I probably wouldn't really have even looked twice at this cookbook in the shops except for the fact that Bree bought it, and then made a recipe from it which she was very impressed with. I have been trying to suggest to Bree that she should post about it as a Weekend Cooking post, but it hasn't happened yet. I am pretty sure however that I am going to buy this cookbook next time I am in the bookstore because there are lots and lots of recipes that I can see myself making at some point in the future.
This week I have to take cake to work and I am thinking that I might make the Bung-in Chocolate Cake from Kate Bracks' book and from this book I am going to make Raspberry Slice (recipe below).
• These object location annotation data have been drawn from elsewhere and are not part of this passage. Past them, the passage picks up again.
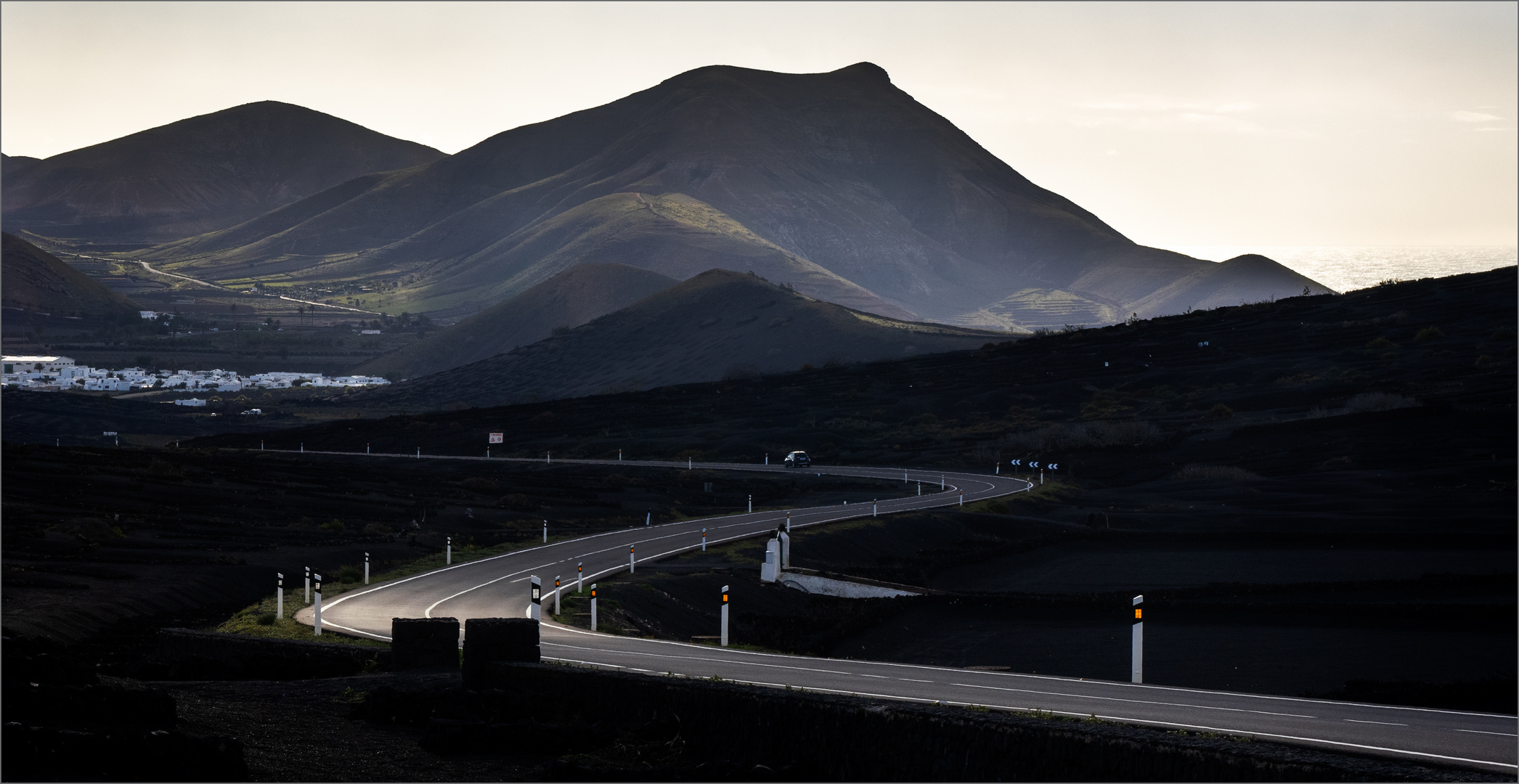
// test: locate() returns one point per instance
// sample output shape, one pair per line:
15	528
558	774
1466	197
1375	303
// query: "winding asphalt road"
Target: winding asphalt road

Actually, I don't have to make cake. I could buy them and that might end up happening yet, but if I am going to make anything it will be these two recipes.
90g butter, at room temperature
1/2 cup white sugar
pinch of salt
1 tspn vanilla essence
2/3 cup plain flour
1/3 cup self-raising flour
1/2 cup raspberry jam*
2 eggs, lightly beaten
1/3 cup white sugar
2 cups dessicated coconut
1. Preheat oven to moderately slow (160 celsius). Grease a 28x18cm (base measurement) slice tin and line with baking paper, hanging over the two long sides.
2. Use electric beaters to cream the butter, sugar, salt and vanilla together until white and fluffy, then beat in the egg. Mix in the sifted flours, and press evenly into the tin, using the back of a spoon to smooth the surface. Bake for 15 minutes.
3. Spread jam over the base. Combing the topping ingredients and spread over the jam. Bake for a further 20 minutes until golden. Cool, then cut into squares to serve.
*Jam being the equivalent to jelly in the US I believe.